Affecting estrogen levels? I dont know which soy milk to drink.

nelie
08-11-2009, 05:18 PM
Rice milk is good although I much prefer almond milk. I occasionally use some soy milk that I buy at my local asian market.

Some foods contain what are called phytoestogens, soy is the most popular but there are others. These phytoestrogens are generally considered beneficial. Unlike hormones in animal products that are injected, these are naturally occurring.

Newlyn
09-07-2009, 02:53 AM
"Actually that is a big misconception about Asia. They do not actually eat processed soy like we do. My friend studied nutrtion/acpuncture in China for a summer, and they only eat the safer forms like edaname and miso, which don't effect estrogen levels."

I live in Japan and here people drink all different kinds of soy milk and eat numerous forms of fresh/fried/fermented tofu, as well as miso and edamame. I can't speak for the whole of Asia, but the Japanese are quite happily eating soy in all its processed/unprocessed forms.

I've also had soy milk and/or tofu in Korea, the Philippines, Thailand and Indonesia so processed soy products are pretty prevalent in the Asian countries I've visited, although different regions have different food traditions.

blkbarbie25
09-07-2009, 03:56 AM
i love your avatar ^

giselley
09-07-2009, 10:52 AM
I am not sure about the medical information regarding hypothyroidism, but I like all the various types of "milks" Soy, rice, hemp, almond... Soy is the most common. I have very bad acid reflex when drinking milk. This really only developed about 10 years ago. I love the flavor of milk, but apparently it causes me too uch pain to drink it. I generally can eat yoghurt (like you) and I can eat a small amount of cheese. I stick to soy ice cream and milk, but do not drink milk often. If I have an opened box in the frige I wil drink it, but then, won't think of dinking it for a long time. I do not eat ceriel in the morning-- there goes the majority of my milk drinking.

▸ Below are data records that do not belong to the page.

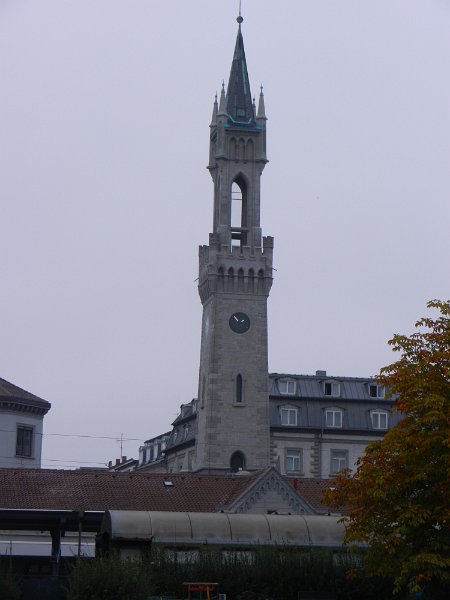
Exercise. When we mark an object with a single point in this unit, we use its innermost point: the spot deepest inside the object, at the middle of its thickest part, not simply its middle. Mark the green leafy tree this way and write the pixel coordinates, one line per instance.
(398, 499)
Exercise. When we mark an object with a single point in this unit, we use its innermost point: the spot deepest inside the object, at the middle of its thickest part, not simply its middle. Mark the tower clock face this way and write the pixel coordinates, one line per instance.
(239, 322)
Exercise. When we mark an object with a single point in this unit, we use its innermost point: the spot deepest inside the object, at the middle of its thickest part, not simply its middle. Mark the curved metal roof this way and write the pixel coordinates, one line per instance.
(223, 528)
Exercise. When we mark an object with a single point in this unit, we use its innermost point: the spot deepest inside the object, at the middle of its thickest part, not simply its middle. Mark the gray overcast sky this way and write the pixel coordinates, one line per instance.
(104, 114)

I am not sure there is a satisfactory alternative to soy milk if you do not like the other alternatives. Almond and hemp milk are prohibitivly expensive for me.

As far as soy burgers and so on, the brand Quorn doesn't have soy and is very good, and there are also several non-soy fake meats, many are simply veggie patties like rice or bean patties. They taste pretty good anyway.

QuilterInVA
09-07-2009, 06:09 PM
My nutritionist limits me to soy only 3 times a week and it has help my thyroid since I do. Once you have a disease, you are not in the normal eating group anymore. My dh had chronic kidney disease and was not allowed grains and whole grains, although most of use are told not to eat white products.

SarahDear123
09-13-2009, 04:19 AM
Hello Karen I have IBS-D as well it has been worse here lately then before. I am also intolerant to any sort of dairy product except cheese for some reason. I was wondering what kind of tips do you have for me, my ibs tends to flair up in high-stress situations, which for me is constantly. What kinda healthy things can I eat to keep it down.